O papa propôs aos movimentos sociais três tarefas:

• Colocar a economia a serviço dos povos: “Esta economia é não apenas desejável e necessária, mas também possível. Não é uma utopia, nem uma fantasia. É uma perspectiva extremamente realista. Podemos consegui-la”;

• Unir os nossos povos no caminho da paz e da justiça: nenhum poder efetivamente constituído tem direito de privar os países pobres do pleno exercício da sua soberania e, quando o fazem, vemos novas formas de colonialismo que afetam seriamente as possibilidades de paz e justiça;

• Defender a Mãe Terra: “a casa comum de todos nós está sendo saqueada, devastada, vexada impunemente.
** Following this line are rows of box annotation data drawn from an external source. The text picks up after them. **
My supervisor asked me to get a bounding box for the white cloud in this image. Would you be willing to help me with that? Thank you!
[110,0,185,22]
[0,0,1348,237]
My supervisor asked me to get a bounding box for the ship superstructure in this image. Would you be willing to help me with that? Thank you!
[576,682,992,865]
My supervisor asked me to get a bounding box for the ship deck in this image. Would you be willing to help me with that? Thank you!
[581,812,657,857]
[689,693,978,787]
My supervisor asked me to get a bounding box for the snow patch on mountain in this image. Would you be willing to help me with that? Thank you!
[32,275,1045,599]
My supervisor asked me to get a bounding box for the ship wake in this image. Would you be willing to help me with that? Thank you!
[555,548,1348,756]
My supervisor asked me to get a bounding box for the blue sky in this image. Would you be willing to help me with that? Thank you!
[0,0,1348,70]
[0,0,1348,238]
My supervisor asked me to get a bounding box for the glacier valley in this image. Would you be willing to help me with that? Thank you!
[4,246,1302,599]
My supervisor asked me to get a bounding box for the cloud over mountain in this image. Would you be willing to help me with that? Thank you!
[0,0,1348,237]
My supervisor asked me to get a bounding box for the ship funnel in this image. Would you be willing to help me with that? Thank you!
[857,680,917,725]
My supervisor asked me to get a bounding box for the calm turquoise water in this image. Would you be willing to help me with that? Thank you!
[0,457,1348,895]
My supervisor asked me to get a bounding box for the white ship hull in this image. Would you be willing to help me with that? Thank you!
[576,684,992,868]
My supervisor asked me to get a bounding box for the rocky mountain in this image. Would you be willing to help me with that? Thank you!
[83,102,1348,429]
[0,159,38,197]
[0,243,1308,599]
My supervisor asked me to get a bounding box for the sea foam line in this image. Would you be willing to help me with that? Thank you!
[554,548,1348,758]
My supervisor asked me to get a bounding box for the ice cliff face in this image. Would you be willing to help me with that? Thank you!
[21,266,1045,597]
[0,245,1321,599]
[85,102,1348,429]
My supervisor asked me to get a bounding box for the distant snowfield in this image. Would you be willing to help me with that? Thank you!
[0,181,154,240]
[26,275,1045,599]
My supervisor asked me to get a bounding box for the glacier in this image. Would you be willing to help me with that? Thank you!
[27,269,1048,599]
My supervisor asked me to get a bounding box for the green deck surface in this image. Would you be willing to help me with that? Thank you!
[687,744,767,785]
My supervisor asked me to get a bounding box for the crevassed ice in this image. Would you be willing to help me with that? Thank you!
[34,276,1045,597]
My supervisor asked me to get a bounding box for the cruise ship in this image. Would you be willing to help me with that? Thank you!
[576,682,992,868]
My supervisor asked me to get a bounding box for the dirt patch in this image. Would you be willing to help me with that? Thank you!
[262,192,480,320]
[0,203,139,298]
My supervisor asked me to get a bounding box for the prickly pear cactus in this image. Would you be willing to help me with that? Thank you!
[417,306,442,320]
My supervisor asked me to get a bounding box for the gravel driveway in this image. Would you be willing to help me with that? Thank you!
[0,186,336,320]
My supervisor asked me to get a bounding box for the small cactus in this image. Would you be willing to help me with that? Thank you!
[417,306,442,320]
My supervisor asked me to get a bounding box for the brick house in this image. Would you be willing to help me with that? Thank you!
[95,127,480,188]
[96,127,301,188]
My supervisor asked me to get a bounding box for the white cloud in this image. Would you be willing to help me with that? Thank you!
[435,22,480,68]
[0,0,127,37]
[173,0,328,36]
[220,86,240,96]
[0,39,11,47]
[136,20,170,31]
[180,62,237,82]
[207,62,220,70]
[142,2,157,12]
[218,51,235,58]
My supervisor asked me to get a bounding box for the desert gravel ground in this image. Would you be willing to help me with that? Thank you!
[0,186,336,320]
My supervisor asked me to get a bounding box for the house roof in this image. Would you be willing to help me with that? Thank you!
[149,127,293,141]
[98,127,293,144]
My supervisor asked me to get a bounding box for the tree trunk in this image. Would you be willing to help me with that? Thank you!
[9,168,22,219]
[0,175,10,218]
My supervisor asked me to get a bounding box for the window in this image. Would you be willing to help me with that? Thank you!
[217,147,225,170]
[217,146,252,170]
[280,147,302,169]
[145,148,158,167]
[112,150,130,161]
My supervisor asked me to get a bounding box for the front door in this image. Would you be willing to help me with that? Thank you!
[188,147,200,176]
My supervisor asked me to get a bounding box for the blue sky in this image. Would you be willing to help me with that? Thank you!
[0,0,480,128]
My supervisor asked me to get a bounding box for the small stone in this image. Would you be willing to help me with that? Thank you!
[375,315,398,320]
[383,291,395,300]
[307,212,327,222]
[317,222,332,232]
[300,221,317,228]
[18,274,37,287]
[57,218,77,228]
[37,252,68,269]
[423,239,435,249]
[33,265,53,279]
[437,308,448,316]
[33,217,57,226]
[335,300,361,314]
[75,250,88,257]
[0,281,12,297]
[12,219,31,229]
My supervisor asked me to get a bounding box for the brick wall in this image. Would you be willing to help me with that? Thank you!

A covardia em defendê-la é um pecado grave. Vemos, com crescente decepção, sucederem-se uma após outra cúpulas internacionais sem qualquer resultado importante.
 

“Digamos juntos do fundo do coração: nenhuma família sem teto, nenhum camponês sem-terra, nenhum trabalhador sem direitos, nenhum povo sem soberania, nenhuma pessoa sem dignidade, nenhuma criança sem infância, nenhum jovem sem possibilidades, nenhum idoso sem uma veneranda velhice. Continuai com a vossa luta e, por favor, cuidai bem da Mãe Terra”, concluiu.

Desculpas ao indígenas

No país onde mais da metade da população se autodeclara indígena, Francisco pediu desculpas pelos crimes cometidos pela Igreja. “Eu quero dizer-vos, quero ser muito claro, como foi São João Paulo II: Peço humildemente perdão, não só para as ofensas da própria Igreja, mas também para os crimes contra os povos nativos durante a chamada conquista da América”.